# North of I-80



## Already Gone

These grays were found near the base of a fresh-dead elm. The yellows were near a cottonwood stump. I left a half-dozen grays that were getting a bit soft. Looks like they had come up after the previous rain a few days back. These were all on the edge of a clear-cut area in the woods. Plenty of sun = warmer ground. Sally forth.


----------



## Already Gone

The next few days should be productive. Good luck to all!


----------



## murdy

I don't know, awful chilly, I guess we'll see.


----------



## Already Gone

I s'pose we will.


----------



## sharky597

Rain got some yellows poppin!


----------



## murdy

Sweet! Couldn't bring myself to get out last night when the thermometer said 42 degrees, lol. Congrats.


----------



## Inthewild

Already Gone said:


> View attachment 756
> These grays were found near the base of a fresh-dead elm. The yellows were near a cottonwood stump. I left a half-dozen grays that were getting a bit soft. Looks like they had come up after the previous rain a few days back. These were all on the edge of a clear-cut area in the woods. Plenty of sun = warmer ground. Sally forth.


Great Find. Wish I could find some and a twenty, lol. Waiting to your north.


----------



## Already Gone

*Ils sont partis!*


----------



## Branson Nohren

Already Gone said:


> View attachment 756
> These grays were found near the base of a fresh-dead elm. The yellows were near a cottonwood stump. I left a half-dozen grays that were getting a bit soft.
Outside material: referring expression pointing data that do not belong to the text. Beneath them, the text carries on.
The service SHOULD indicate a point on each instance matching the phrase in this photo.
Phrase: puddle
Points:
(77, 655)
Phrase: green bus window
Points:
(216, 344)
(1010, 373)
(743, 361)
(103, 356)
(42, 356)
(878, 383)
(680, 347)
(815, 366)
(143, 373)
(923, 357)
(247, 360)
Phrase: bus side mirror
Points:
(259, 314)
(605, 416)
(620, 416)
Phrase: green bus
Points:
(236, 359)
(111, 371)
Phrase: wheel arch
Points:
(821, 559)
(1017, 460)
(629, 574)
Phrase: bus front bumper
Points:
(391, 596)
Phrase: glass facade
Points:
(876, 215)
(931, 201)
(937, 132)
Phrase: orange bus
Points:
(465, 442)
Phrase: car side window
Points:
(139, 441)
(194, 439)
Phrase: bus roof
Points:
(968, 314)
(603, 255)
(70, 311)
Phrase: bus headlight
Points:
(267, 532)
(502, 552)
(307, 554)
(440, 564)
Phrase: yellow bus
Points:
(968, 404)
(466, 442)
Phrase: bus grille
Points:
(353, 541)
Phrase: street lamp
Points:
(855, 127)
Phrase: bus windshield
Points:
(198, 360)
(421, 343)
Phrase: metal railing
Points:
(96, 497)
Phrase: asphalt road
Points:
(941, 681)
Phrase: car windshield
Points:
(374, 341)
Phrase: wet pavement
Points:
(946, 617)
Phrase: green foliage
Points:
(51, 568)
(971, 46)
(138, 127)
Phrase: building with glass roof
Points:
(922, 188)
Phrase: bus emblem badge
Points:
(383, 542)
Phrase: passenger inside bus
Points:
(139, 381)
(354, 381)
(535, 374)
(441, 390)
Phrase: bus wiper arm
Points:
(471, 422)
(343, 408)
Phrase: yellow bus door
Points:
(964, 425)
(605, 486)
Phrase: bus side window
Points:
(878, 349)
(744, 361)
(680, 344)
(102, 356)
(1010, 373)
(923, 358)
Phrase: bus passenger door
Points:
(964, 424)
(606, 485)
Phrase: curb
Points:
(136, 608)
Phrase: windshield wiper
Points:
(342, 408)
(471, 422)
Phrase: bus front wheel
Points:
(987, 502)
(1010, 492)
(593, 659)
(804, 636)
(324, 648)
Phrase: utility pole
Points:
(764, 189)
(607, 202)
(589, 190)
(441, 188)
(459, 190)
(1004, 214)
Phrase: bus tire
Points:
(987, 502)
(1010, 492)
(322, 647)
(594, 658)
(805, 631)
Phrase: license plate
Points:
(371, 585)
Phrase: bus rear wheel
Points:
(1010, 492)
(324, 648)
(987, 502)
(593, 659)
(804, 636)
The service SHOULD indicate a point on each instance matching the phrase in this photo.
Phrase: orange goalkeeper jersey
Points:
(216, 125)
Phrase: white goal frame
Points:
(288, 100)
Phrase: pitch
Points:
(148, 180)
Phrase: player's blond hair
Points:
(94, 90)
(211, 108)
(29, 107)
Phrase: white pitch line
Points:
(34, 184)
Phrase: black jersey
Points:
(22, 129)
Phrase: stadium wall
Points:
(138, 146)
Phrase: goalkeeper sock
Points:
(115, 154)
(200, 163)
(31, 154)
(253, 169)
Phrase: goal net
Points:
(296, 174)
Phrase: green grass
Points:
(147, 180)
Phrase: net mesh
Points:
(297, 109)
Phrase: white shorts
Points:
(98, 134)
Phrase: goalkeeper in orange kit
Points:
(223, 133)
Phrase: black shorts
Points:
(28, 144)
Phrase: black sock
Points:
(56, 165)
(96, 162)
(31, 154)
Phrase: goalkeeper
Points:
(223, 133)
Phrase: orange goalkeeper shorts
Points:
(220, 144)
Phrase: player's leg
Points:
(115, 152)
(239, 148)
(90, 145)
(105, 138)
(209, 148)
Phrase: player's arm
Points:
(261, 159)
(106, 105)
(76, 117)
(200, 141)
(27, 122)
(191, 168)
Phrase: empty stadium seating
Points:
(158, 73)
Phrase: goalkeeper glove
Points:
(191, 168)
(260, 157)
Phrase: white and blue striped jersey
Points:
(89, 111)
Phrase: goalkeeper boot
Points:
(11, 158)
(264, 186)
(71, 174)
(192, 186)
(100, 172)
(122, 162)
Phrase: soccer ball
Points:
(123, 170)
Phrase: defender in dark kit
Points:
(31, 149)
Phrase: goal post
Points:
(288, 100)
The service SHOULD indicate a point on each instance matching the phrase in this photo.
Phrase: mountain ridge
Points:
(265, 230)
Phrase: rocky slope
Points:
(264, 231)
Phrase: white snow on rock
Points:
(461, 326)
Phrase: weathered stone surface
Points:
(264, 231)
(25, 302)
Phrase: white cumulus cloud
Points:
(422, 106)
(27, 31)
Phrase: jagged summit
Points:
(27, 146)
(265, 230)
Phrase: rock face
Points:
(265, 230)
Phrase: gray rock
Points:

Looks like they had come up after the previous rain a few days back. These were all on the edge of a clear-cut area in the woods. Plenty of sun = warmer ground. Sally forth.


What county did you find them in


----------



## Already Gone

That was last year.
This afternoon will be my first trip into known woods this season.


----------



## Already Gone

First of the year. May freakin' 4th.















Last year we were picking yellows and large grays on April 20th.
Soil temps are right but it's still a bit dry.
We need a good soaker this week.
They are not predicting one, so the odds are in our favor.


----------



## Already Gone

The three at the top were in northern Kendall. The rest were in southern Kane. All yesterday. Found this one in Kendall today.


----------



## Already Gone

I DO NOT endorse that particular thermometer.
It came apart the first time i pulled it out of the ground.
Get the fastest/most durable you can afford.


----------